I was diagnosed stage 3C high-grade serous Ovarian or Fallopian cancer in Oct 2016. I’m BRCA double negative. I’m 42.
I had a nine-hour surgery and six rounds of carbo/taxol at the Marsden which finished 12/04/17. I was clear for twelve months.
I have now had rising CA125, doubling between January and May. My scan in April didn’t show anything except a possible 4mm nodule that “might be something, or not”. I had another CT and an MRI last Wednesday and see my onc next Wed. When I saw her three weeks ago she said I could expect to have treatment again sometime this year.
But the thing is I am starting to feel unwell (which I didn’t first time round). Every day I feel fuller in the tummy and more tired. I feel a little short of breath and have some discomfort in my lungs. It seems to get worse every day.
I’m panicking. It’s bad enough I have to go through all this again but to actually feel what the cancer is doing is terrifying. Right now, I feel like I would be dead in months if I did nothing.
Anyway, I’m not really asking a question here. I’m just venting somewhere I know is safe and understanding.
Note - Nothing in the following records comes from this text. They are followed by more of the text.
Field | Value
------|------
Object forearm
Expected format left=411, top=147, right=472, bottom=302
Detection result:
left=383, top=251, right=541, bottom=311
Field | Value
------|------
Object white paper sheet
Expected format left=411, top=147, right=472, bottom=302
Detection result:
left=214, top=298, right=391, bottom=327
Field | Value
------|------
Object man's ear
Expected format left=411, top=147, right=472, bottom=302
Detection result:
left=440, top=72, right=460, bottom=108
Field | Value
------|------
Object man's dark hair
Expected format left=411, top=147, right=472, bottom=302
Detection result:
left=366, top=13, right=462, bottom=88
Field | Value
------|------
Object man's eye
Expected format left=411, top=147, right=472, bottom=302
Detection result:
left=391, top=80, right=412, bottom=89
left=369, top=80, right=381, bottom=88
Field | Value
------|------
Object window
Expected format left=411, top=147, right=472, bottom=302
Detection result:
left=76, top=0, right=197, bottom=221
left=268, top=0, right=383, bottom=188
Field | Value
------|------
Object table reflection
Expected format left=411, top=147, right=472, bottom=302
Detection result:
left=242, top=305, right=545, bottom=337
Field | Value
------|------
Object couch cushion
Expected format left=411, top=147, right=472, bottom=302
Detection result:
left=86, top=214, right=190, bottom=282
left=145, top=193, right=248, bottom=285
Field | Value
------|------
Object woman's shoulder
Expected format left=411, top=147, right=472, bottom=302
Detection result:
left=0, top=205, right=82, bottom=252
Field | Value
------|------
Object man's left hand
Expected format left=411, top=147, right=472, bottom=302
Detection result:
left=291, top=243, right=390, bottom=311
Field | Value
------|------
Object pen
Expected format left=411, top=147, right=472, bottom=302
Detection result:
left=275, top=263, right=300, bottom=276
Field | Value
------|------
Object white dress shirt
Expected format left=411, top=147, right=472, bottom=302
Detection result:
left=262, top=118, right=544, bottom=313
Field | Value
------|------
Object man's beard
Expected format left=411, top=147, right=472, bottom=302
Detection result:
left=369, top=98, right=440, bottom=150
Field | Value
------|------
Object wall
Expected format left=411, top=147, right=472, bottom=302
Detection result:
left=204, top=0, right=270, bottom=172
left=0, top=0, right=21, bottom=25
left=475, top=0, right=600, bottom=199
I know so many women have relapses and I always knew there was a high chance of it coming back. But I thought I’d be one of the lucky ones, you know? I thought it was just a blip and then I could get on with my life. But now I realise I am going to live with this for the rest of my life. And that is heartbreaking.
Thanks for reading.
***edited to add photo of me and my husband at a wedding last weekend. How can I possibly have cancer and be so happy and healthy! I am glad the wedding wasn’t this weekend - I wouldn’t have been feeling so well.